Let's stop bashing each other. The whole point here is that it is impossible to work from home and supervise home learning. I work full time, lone parent, and I do an hour with my year one daughter in the morning and an hour during lunch and a walk in the afternoon. The rest of the time is telly, colouring in or FaceTime with Granny for an hour. I wake early to work and work after she goes to bed. I'm exhausted and it's only week three!

Almostslimjim · 19/01/2021 20:38

And we've told school that due to work commitments DC won't be on the live lessons and they're fine with that. Live lesson 1 is at the same time as DHs work allocation meeting (which he leads). Live lesson 2 is his lunch break, where he has to cook for the 3 of them and eat and get DC2 down for her nap. DC1 won't sit at the live lesson unless we are with him.

supersonicginandtonic · 19/01/2021 20:38

@AbitSceptical I feel you.

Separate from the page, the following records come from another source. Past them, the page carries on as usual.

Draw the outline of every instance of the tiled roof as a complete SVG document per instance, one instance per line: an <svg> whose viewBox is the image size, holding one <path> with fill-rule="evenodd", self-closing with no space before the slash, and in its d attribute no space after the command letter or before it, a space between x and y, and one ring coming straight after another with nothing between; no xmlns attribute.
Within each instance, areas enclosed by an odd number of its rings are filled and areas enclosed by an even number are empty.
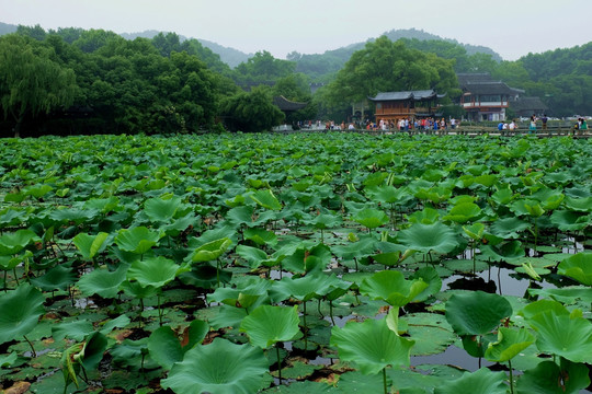
<svg viewBox="0 0 592 394"><path fill-rule="evenodd" d="M368 100L378 101L401 101L401 100L430 100L437 97L437 93L433 90L420 90L420 91L403 91L403 92L382 92L376 94L375 97L368 97Z"/></svg>
<svg viewBox="0 0 592 394"><path fill-rule="evenodd" d="M284 96L273 97L273 104L282 111L298 111L307 105L306 103L297 103L289 101Z"/></svg>

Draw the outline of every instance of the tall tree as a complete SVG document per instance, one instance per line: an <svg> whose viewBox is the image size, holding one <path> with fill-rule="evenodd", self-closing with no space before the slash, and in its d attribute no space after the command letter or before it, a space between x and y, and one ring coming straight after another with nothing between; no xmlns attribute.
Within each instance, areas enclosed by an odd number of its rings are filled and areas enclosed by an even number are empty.
<svg viewBox="0 0 592 394"><path fill-rule="evenodd" d="M459 91L453 65L453 60L382 36L352 55L329 85L327 99L333 104L354 103L378 92L424 89L456 95Z"/></svg>
<svg viewBox="0 0 592 394"><path fill-rule="evenodd" d="M78 85L71 69L52 60L52 49L31 38L10 34L0 37L0 105L4 118L15 121L21 134L25 116L37 116L70 106Z"/></svg>

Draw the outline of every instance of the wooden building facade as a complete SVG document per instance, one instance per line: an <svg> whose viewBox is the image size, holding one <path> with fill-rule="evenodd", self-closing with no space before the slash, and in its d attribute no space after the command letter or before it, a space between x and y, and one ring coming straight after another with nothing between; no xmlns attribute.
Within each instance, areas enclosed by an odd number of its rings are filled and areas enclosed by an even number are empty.
<svg viewBox="0 0 592 394"><path fill-rule="evenodd" d="M375 97L368 97L368 100L376 105L374 113L376 121L397 121L403 118L413 121L415 118L441 116L437 101L443 96L434 90L420 90L383 92Z"/></svg>

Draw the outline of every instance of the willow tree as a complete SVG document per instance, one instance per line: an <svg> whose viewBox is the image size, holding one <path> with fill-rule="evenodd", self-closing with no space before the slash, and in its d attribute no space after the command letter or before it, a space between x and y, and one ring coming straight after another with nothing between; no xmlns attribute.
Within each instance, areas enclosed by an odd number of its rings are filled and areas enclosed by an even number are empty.
<svg viewBox="0 0 592 394"><path fill-rule="evenodd" d="M355 51L328 88L326 100L332 104L361 102L378 92L434 89L449 96L460 93L454 60L386 36Z"/></svg>
<svg viewBox="0 0 592 394"><path fill-rule="evenodd" d="M20 136L26 116L73 103L75 72L53 58L43 43L15 34L0 37L0 106L4 118L11 116L15 121L14 137Z"/></svg>

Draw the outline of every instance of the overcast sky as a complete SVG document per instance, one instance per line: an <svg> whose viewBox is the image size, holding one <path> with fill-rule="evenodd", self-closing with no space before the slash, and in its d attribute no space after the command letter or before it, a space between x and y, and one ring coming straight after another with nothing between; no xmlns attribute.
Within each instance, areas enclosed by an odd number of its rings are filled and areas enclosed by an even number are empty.
<svg viewBox="0 0 592 394"><path fill-rule="evenodd" d="M414 27L515 60L591 42L592 0L0 0L0 22L175 32L276 58Z"/></svg>

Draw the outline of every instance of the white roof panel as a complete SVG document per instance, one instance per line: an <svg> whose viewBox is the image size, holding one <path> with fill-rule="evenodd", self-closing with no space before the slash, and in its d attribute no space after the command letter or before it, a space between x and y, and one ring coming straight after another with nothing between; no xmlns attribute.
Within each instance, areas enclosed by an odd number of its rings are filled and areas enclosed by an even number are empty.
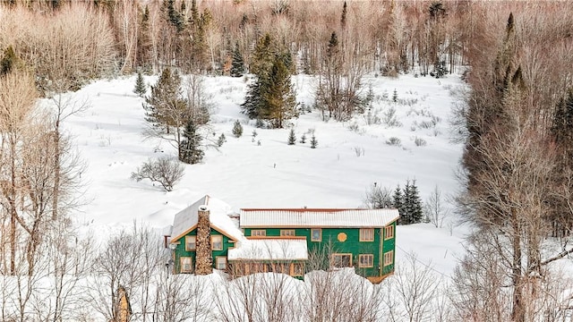
<svg viewBox="0 0 573 322"><path fill-rule="evenodd" d="M229 260L308 259L306 239L244 240L228 251Z"/></svg>
<svg viewBox="0 0 573 322"><path fill-rule="evenodd" d="M192 205L175 214L173 221L173 230L171 231L173 241L180 238L189 228L197 225L197 211L203 205L207 206L210 210L209 217L211 225L214 225L216 229L218 228L218 230L220 230L219 233L229 234L229 237L234 238L235 241L244 238L239 227L228 216L228 214L233 213L231 208L219 199L204 196Z"/></svg>
<svg viewBox="0 0 573 322"><path fill-rule="evenodd" d="M241 209L241 227L383 227L398 209Z"/></svg>

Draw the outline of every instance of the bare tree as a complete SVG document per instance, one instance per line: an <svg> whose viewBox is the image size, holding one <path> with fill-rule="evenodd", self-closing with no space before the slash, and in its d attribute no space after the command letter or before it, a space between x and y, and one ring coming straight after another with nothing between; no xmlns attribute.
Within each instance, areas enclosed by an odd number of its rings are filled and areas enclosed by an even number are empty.
<svg viewBox="0 0 573 322"><path fill-rule="evenodd" d="M150 179L158 182L167 191L173 191L184 174L185 168L175 157L161 157L144 162L141 168L132 173L132 179L140 182Z"/></svg>
<svg viewBox="0 0 573 322"><path fill-rule="evenodd" d="M448 217L449 210L444 208L441 191L438 185L433 188L423 206L425 217L428 221L436 228L441 228L444 225L444 219Z"/></svg>
<svg viewBox="0 0 573 322"><path fill-rule="evenodd" d="M122 286L131 300L132 315L145 319L155 306L152 276L165 269L164 251L159 236L135 224L132 232L112 236L93 263L97 275L90 280L90 305L107 320L117 321Z"/></svg>

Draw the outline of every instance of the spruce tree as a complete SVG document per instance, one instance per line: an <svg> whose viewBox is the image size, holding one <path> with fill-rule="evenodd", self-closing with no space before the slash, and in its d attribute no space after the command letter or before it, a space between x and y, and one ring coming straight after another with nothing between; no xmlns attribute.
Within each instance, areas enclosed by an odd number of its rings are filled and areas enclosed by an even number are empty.
<svg viewBox="0 0 573 322"><path fill-rule="evenodd" d="M221 133L217 140L217 146L221 148L225 142L227 142L227 138L225 137L225 133Z"/></svg>
<svg viewBox="0 0 573 322"><path fill-rule="evenodd" d="M133 89L133 93L137 94L140 97L143 97L145 96L145 93L147 93L147 86L145 85L145 80L143 79L141 72L137 72L137 79L135 80L135 89Z"/></svg>
<svg viewBox="0 0 573 322"><path fill-rule="evenodd" d="M0 75L5 75L13 69L21 67L23 67L23 64L16 55L14 48L13 48L12 45L8 46L4 51L2 61L0 61Z"/></svg>
<svg viewBox="0 0 573 322"><path fill-rule="evenodd" d="M239 50L239 43L235 44L235 50L233 51L233 62L231 63L231 76L241 77L244 74L244 61L243 60L243 55Z"/></svg>
<svg viewBox="0 0 573 322"><path fill-rule="evenodd" d="M422 199L418 193L418 187L415 185L415 179L412 180L410 185L410 203L412 224L422 223L423 211L422 208Z"/></svg>
<svg viewBox="0 0 573 322"><path fill-rule="evenodd" d="M312 134L312 137L311 138L311 148L316 148L318 145L319 145L319 141L318 140L316 140L316 137L314 136L314 134Z"/></svg>
<svg viewBox="0 0 573 322"><path fill-rule="evenodd" d="M410 190L410 181L406 180L404 185L404 195L402 197L402 213L400 214L400 225L412 224L412 191Z"/></svg>
<svg viewBox="0 0 573 322"><path fill-rule="evenodd" d="M270 121L275 128L282 128L284 122L298 115L296 97L286 66L277 56L270 72L268 89L263 94L260 116Z"/></svg>
<svg viewBox="0 0 573 322"><path fill-rule="evenodd" d="M171 115L174 111L186 108L186 102L181 98L181 77L176 72L166 68L158 82L151 86L151 93L145 98L145 120L155 127L165 127L169 133L173 125Z"/></svg>
<svg viewBox="0 0 573 322"><path fill-rule="evenodd" d="M181 141L179 160L190 165L200 163L204 156L204 152L201 148L202 138L197 133L197 128L192 120L187 122L183 136L184 139Z"/></svg>
<svg viewBox="0 0 573 322"><path fill-rule="evenodd" d="M243 125L241 125L239 120L235 121L233 124L233 135L235 135L235 138L240 138L241 135L243 135Z"/></svg>
<svg viewBox="0 0 573 322"><path fill-rule="evenodd" d="M295 135L295 129L290 129L288 132L288 145L296 144L296 136Z"/></svg>
<svg viewBox="0 0 573 322"><path fill-rule="evenodd" d="M404 214L404 197L402 196L402 190L399 184L396 187L394 195L392 196L392 207L398 209L398 213L401 218Z"/></svg>

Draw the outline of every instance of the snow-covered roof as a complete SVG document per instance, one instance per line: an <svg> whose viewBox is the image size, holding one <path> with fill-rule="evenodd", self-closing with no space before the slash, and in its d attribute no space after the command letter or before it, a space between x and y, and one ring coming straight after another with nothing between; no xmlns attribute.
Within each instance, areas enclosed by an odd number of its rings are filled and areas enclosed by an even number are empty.
<svg viewBox="0 0 573 322"><path fill-rule="evenodd" d="M210 210L209 217L212 228L235 241L244 238L239 227L228 216L233 213L231 208L225 202L206 195L175 214L171 232L172 241L177 241L197 225L197 211L201 206L207 206Z"/></svg>
<svg viewBox="0 0 573 322"><path fill-rule="evenodd" d="M306 239L275 238L244 240L228 251L229 260L306 260Z"/></svg>
<svg viewBox="0 0 573 322"><path fill-rule="evenodd" d="M398 209L241 209L241 227L383 227Z"/></svg>

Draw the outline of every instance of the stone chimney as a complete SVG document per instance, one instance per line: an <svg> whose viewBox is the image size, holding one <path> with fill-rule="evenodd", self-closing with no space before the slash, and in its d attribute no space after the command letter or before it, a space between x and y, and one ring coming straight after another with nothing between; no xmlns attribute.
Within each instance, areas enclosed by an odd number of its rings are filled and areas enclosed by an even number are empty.
<svg viewBox="0 0 573 322"><path fill-rule="evenodd" d="M200 206L197 213L197 240L195 250L195 275L213 273L211 254L211 225L209 208Z"/></svg>

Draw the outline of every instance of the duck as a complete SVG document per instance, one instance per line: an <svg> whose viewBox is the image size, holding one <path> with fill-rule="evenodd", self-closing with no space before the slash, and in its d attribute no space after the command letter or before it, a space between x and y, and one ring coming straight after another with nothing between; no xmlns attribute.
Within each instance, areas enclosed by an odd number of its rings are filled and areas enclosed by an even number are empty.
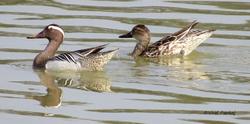
<svg viewBox="0 0 250 124"><path fill-rule="evenodd" d="M143 24L134 26L130 32L120 35L119 38L135 38L137 40L136 46L130 54L133 57L187 56L215 31L214 29L193 29L197 24L197 21L193 21L179 31L168 34L152 44L150 44L150 30Z"/></svg>
<svg viewBox="0 0 250 124"><path fill-rule="evenodd" d="M64 40L63 28L57 24L47 25L40 33L27 39L48 39L48 44L33 60L34 69L49 71L101 71L118 49L102 52L108 44L65 52L56 55Z"/></svg>

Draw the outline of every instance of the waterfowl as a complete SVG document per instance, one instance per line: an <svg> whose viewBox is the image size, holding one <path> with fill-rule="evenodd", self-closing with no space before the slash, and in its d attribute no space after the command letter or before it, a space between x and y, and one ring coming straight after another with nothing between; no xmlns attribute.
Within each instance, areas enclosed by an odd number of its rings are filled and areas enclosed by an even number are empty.
<svg viewBox="0 0 250 124"><path fill-rule="evenodd" d="M117 51L116 49L101 52L101 50L106 47L107 44L105 44L97 47L65 52L55 56L57 49L64 39L64 31L57 24L50 24L36 36L27 38L47 38L49 40L46 48L35 57L33 68L45 68L46 70L52 71L103 70L103 66L108 63Z"/></svg>
<svg viewBox="0 0 250 124"><path fill-rule="evenodd" d="M181 30L167 35L153 44L150 44L150 30L142 24L136 25L130 32L120 35L119 38L133 37L138 41L131 53L133 57L186 56L208 39L215 31L193 30L197 24L197 21L193 21Z"/></svg>

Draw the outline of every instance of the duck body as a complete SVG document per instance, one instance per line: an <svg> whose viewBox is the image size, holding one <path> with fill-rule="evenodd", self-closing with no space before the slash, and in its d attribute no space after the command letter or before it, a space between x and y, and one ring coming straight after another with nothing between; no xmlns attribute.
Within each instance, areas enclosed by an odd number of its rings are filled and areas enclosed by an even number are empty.
<svg viewBox="0 0 250 124"><path fill-rule="evenodd" d="M45 67L51 71L90 70L100 71L108 63L117 50L100 52L106 45L62 53L50 58Z"/></svg>
<svg viewBox="0 0 250 124"><path fill-rule="evenodd" d="M150 44L149 29L144 25L136 25L131 32L119 37L134 37L138 40L132 52L134 57L186 56L214 32L214 30L193 30L193 27L197 24L198 22L194 21L183 29L167 35L153 44Z"/></svg>
<svg viewBox="0 0 250 124"><path fill-rule="evenodd" d="M47 38L49 40L46 48L35 57L33 68L45 68L50 71L100 71L103 70L104 65L109 62L117 51L116 49L101 52L101 50L107 46L107 44L105 44L97 47L65 52L55 56L64 38L63 29L56 24L50 24L36 36L27 38Z"/></svg>

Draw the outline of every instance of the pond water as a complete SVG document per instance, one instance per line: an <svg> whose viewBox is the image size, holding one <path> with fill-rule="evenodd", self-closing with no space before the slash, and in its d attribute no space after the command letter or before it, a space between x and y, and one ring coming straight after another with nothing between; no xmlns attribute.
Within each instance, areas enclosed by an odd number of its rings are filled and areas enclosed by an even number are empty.
<svg viewBox="0 0 250 124"><path fill-rule="evenodd" d="M215 34L184 58L134 60L145 24L156 41L198 20ZM46 39L26 36L56 23L59 52L109 43L120 48L102 72L32 69ZM0 1L0 123L250 122L249 0L5 0Z"/></svg>

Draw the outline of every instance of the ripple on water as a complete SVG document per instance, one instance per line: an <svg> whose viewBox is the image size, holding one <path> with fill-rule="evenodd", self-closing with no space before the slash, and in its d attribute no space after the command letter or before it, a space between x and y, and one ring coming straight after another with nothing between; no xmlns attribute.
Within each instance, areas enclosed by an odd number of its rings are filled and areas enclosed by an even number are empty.
<svg viewBox="0 0 250 124"><path fill-rule="evenodd" d="M250 115L249 1L51 0L0 2L2 123L247 123ZM133 60L145 24L152 41L193 20L217 29L183 58ZM119 54L103 72L33 70L50 23L65 30L59 52L110 43ZM105 43L104 43L105 42Z"/></svg>

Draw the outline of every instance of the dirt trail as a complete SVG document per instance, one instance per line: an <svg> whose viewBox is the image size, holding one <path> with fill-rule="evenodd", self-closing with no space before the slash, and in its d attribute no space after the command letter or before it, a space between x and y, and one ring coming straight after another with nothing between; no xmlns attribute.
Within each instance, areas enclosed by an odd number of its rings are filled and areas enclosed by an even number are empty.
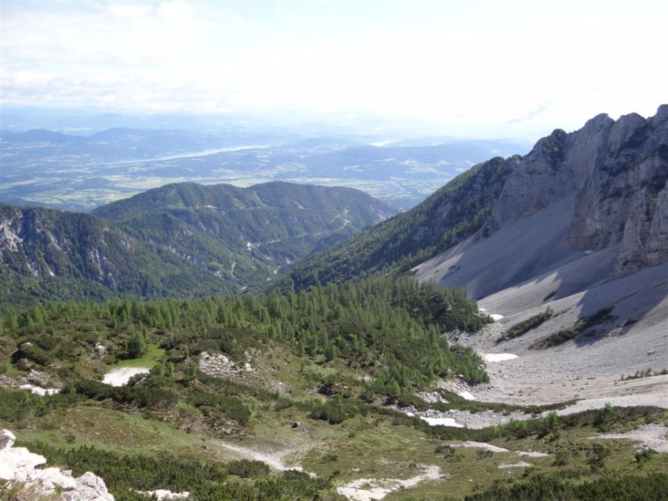
<svg viewBox="0 0 668 501"><path fill-rule="evenodd" d="M435 465L422 466L422 473L404 480L399 479L358 479L337 488L341 495L351 501L381 500L390 493L401 488L415 487L425 480L441 477L440 468Z"/></svg>
<svg viewBox="0 0 668 501"><path fill-rule="evenodd" d="M652 449L657 452L668 452L668 439L666 434L668 428L662 424L646 424L637 429L627 431L624 434L606 434L589 437L590 440L597 438L610 438L619 440L630 440L638 442L638 449L643 447Z"/></svg>

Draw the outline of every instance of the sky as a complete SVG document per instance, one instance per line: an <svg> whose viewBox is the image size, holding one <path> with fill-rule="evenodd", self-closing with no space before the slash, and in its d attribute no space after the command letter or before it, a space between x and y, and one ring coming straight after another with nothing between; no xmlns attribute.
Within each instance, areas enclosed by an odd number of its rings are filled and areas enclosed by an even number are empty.
<svg viewBox="0 0 668 501"><path fill-rule="evenodd" d="M536 138L668 102L666 0L2 0L0 15L5 107Z"/></svg>

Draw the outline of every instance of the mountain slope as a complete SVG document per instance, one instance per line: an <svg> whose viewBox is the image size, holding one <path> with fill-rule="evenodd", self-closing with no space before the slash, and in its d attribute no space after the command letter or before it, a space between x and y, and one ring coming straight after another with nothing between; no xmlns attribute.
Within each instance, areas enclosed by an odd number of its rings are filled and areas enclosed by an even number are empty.
<svg viewBox="0 0 668 501"><path fill-rule="evenodd" d="M411 269L419 281L466 288L500 317L468 342L518 355L499 374L527 378L527 388L541 371L568 379L661 370L667 180L668 106L647 119L598 116L575 132L555 131L523 157L477 166L414 209L298 265L281 285ZM499 342L523 322L533 326ZM515 383L500 387L493 398L517 398Z"/></svg>
<svg viewBox="0 0 668 501"><path fill-rule="evenodd" d="M605 249L591 283L665 262L667 180L668 106L647 120L601 115L575 132L555 131L509 176L480 232L416 276L480 296ZM486 271L469 265L483 255Z"/></svg>
<svg viewBox="0 0 668 501"><path fill-rule="evenodd" d="M248 188L170 184L104 205L113 219L160 253L182 256L245 287L392 213L357 190L285 182Z"/></svg>
<svg viewBox="0 0 668 501"><path fill-rule="evenodd" d="M612 246L618 248L611 274L663 262L667 120L664 105L647 120L629 115L614 122L599 116L575 132L556 130L523 157L476 166L413 209L295 267L290 278L299 289L384 267L406 271L445 251L417 269L418 278L466 286L477 297ZM530 216L533 223L518 222ZM497 240L484 244L491 238ZM546 239L551 243L541 244ZM502 280L495 274L480 277L473 268L454 273L455 262L472 255L470 249L478 244L486 246L482 254L491 253L486 260L507 255L514 271L504 269ZM533 251L520 252L525 246Z"/></svg>
<svg viewBox="0 0 668 501"><path fill-rule="evenodd" d="M0 205L3 304L239 291L391 212L356 190L270 183L168 185L96 214L118 221Z"/></svg>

Please don't make other people make you feel bad. Especially the ones telling you their children have no other option.
Please put your child's mental health first and do speak to the school.
This time last year my DD was confident, outgoing and had many friends. The shit show of the last year has completely changed her. We've had times where she's become nocturnal, we've had periods of self-harming, we've had all sorts.
Through it all the school have been amazing. I'm in daily contact with the pastoral lead.
We are currently working back up towards a full svjool day. DD logs on first thing and this week is doing 2 lessons per day, last week it was 1. These are lessons she chooses herself. We're also ensuring she gets out for a short walk every day and she's involved in the cooking of tea.
She has a movie night with her dad at the weekend.
We are going to build up to a full day gradually and then hopefully start doing short times in school. They have always said that her mental health is the most important and there will be time to catch up. I recommend you speak to school.